Ses chansons sont reprises par des manifestants à Madagascar, au Togo ou à Lyon: logique pour l’Ivoirien Tiken Jah Fakoly, ambassadeur d’un reggae qui chante « l’actualité, la réalité ».
Sous les dreadlocks de ce robuste quinquagénaire, il y a plus de trente ans de carrière et onze albums solo en studio.
Le dernier, « Braquage de pouvoir », sorti fin 2022, prolonge une œuvre qui prêche le panafricanisme et griffe les dysfonctionnements politiques du continent africain.
Son premier disque solo s’appelle « Mangercratie » (1999), sur une démocratie avalée par certains prédateurs au pouvoir. Un néologisme similaire surgit du morceau-titre « Braquage de pouvoir » avec « Le peuple dit non à la famillecratie », missile lancé sur le népotisme.
Mais son reggae est universel et résonne bien au-delà des frontières de la Côte d’Ivoire, son pays natal et une de ses bases avec le Mali et la France.
« Ma chanson +Quitte le pouvoir+ (2004), des gens ont dit que je l’avais écrite contre Laurent Gbagbo (alors au pouvoir en Côte d’Ivoire), mais elle a été aussi reprise par des manifestants au Togo », raconte Tiken Jah Fakoly, rencontré par l’AFP à Paris. Sa valise prête non loin, destination Zanzibar pour un concert.
– Méditerranée devenue cimetière –
Même schéma avec « Y’en a marre » (2000) entendue dans une manifestation à Madagascar et « Le monde est chaud » (2019) plus récemment dans la rue à Lyon.
« Depuis Bob Marley, le rôle du reggae c’est de chanter l’actualité, la réalité; mon plaisir c’est de faire passer des messages à la jeunesse, ou d’être la voix de ceux qui ne peuvent pas s’exprimer, sur leurs conditions de vie, notamment », confie le chanteur.
Sur son nouvel album, la chanson « Où est-ce que tu vas ? » est là pour éclairer sur « les difficultés de la traversée » sur des bateaux de fortune vers l’eldorado européen. « Il y a les photos prises de Paris depuis les Champs-Elysées et les Grands Boulevards qui font rêver et la réalité, la Méditerranée devenue un des plus grands cimetières de la jeunesse africaine ».
Un autre morceau, « Beau continent », rebondit sur le sujet: pas forcément besoin de partir, un avenir peut se construire en Afrique.

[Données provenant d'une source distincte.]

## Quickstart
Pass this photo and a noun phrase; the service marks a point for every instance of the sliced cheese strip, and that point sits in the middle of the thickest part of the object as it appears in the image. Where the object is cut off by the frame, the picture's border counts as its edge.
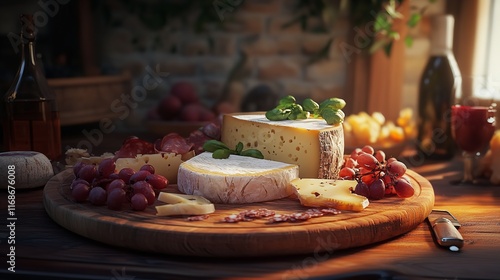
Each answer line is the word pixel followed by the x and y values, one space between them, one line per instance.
pixel 316 147
pixel 236 179
pixel 172 198
pixel 185 209
pixel 329 193
pixel 165 164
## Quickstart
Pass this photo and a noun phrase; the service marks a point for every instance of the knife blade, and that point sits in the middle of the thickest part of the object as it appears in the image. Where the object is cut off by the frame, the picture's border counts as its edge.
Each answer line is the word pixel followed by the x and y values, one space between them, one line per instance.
pixel 445 227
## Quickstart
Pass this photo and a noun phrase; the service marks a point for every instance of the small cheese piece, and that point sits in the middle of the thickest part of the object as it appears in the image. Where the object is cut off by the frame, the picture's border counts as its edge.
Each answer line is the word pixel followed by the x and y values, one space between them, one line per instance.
pixel 237 179
pixel 165 164
pixel 316 147
pixel 24 169
pixel 329 193
pixel 185 205
pixel 172 198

Un titre, enregistré avec Dub Inc, duo de Saint-Etienne aux racines du Bénin et d’Algérie, qui célèbre ainsi la vitalité de l’Afrique. « L’Afrique n’est pas pauvre, elle a été appauvrie, pour moi c’est le continent de l’avenir », insiste Tiken Jah Fakoly.
– « Ambassade du reggae » –
« Ca fait juste 60 ans depuis l’indépendance de certains pays, c’est jeune, quand il y aura de la stabilité, quand on sera unis, l’Afrique sera écoutée comme la Chine, les USA ou l’Europe aujourd’hui », prédit-il.
Et de paraphraser une célèbre maxime sur la Chine, « quand l’Afrique s’éveillera, le monde tremblera ». En attendant, le musicien agit à son échelle avec ce qu’il nomme « l’ambassade du reggae » à Yopougon, commune du nord d’Abidjan. Un immeuble destiné aux jeunes artistes avec studio d’enregistrement, chambres, deux salles de répétition au « standard européen ». Pour ne pas revivre le temps des pionniers, quand ses percussionnistes « répétaient en tapant sur des casseroles ».
Sans oublier, sa fierté, « la seule bibliothèque complète sur le reggae et le rastafarisme » en Afrique. Et une « radio fm pour diffuser le reggae et la musique urbaine pour aider la nouvelle génération ».
Pour ceux qui se posent encore la question, le reggae a toute sa place en Afrique. Sur la pochette de l’album de Bob Marley « Survival » (1979), on voit des drapeaux africains, comme pour en appeler à l’unité africaine, idée reflétée dans le morceau « Africa Unite ».
« On est là pour continuer le combat de Bob: personne ne viendra changer les choses à la place du peuple, on est là pour le galvaniser ». Un des derniers titres de Tiken Jah Fakoly est « Le peuple a le pouvoir ».